Cenazeye katılan tarihçi-yazar Prof. Dr. İlber Ortaylı da Pınar Kür’ün edebiyat dünyasında çok yönlü bir yazar olduğunu vurguladı. Ortaylı, “Tiyatrodan şiire kadar pek çok alanda yetkin bir kalemdi. Daha üretken olabileceği bir dönemde aramızdan ayrıldı, bu yüzden çok üzgünüz. Cesurdu, yanlış bulduğu şeyleri açıkça yazmaktan çekinmezdi. Realistti. Bir toplum ancak kendi hatalarıyla yüzleşerek ilerler,” dedi.
Pınar Kür’ün hem edebi hem entelektüel açıdan yol gösterici olduğunu dile getiren Ortaylı, “Hayata hem mizahla hem ciddiyetle bakabiliyordu. Eminim geleceğin Türkiye’si onu daha çok anlayacak ve arayacak,” şeklinde konuştu.
“Düşünce özgürlüğünün savunucusuydu”
Yapımcı Zeynep Özbatur Atakan da Kür’ün ardından “Türk edebiyatı ve Türkiye için büyük bir kayıp. Çok değerli bir sanatçı ve yazardı,” diyerek üzüntüsünü dile getirdi.
Can Yayınları sahibi Can Öz ise, Pınar Kür’ü “Türk edebiyatının çınarlarından biri” olarak tanımlayarak, “Düşünce özgürlüğü mücadelelerinde hep ön saflardaydı. Onurlu, gururlu, karakter sahibi bir insandı. Hem mücadelesi hem de edebi mirası bizlere ilham oldu,” ifadelerini kullandı.
Pınar Kür kimdir?
1945 yılında Bursa’da dünyaya gelen Pınar Kür, Türk edebiyatı öğretmeni İsmet Kür ile matematik ve Fransızca öğretmeni Bahram Kür’ün kızıydı. Robert Kolej’deki lise eğitiminin ardından lisansını ABD’deki Queens College ve Boğaziçi Üniversitesi’nde tamamladı. Doktorasını Fransa’da Sorbonne Üniversitesi’nde “Yirminci Yüzyıl Tiyatrosunda Gerçeklik ve Yanılsama” üzerine yaptı.

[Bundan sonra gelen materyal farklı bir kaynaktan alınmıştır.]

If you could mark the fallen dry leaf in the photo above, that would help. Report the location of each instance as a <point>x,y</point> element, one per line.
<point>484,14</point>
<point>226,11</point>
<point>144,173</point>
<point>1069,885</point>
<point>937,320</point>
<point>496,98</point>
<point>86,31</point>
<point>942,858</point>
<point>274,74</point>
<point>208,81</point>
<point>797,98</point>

Yazarlık kariyerine tiyatro alanında başlayan Kür, 1971-1973 yıllarında Devlet Tiyatroları’nda dramaturg olarak çalıştı. İlk öyküleri 1971 yılında Dost dergisinde yayımlandı. Daha sonra Cumhuriyet, Yazko Edebiyat, Hürriyet Gösteri ve Milliyet Sanat gibi yayınlarda yazılarına yer verildi.
Akademik yaşamında İstanbul Üniversitesi’nde İngilizce okutmanı olarak başlayan Kür, İstanbul Bilgi Üniversitesi Medya ve İletişim Sistemleri Bölümü’nde öğretim üyeliği yaptı.
1979’da yayımladığı ilk romanı “Yarın Yarın” ile dikkatleri üzerine çeken yazar, 1984 yılında “Akışı Olmayan Sular” adlı öykü kitabıyla Sait Faik Hikâye Armağanı’na layık görüldü. 2013’te Ankara Öykü Günleri tarafından “Onur Ödülü” ile de taltif edilen Kür’ün özel arşivi, Kadın Eserleri Kütüphanesi ve Bilgi Merkezi Vakfı’nda korunuyor.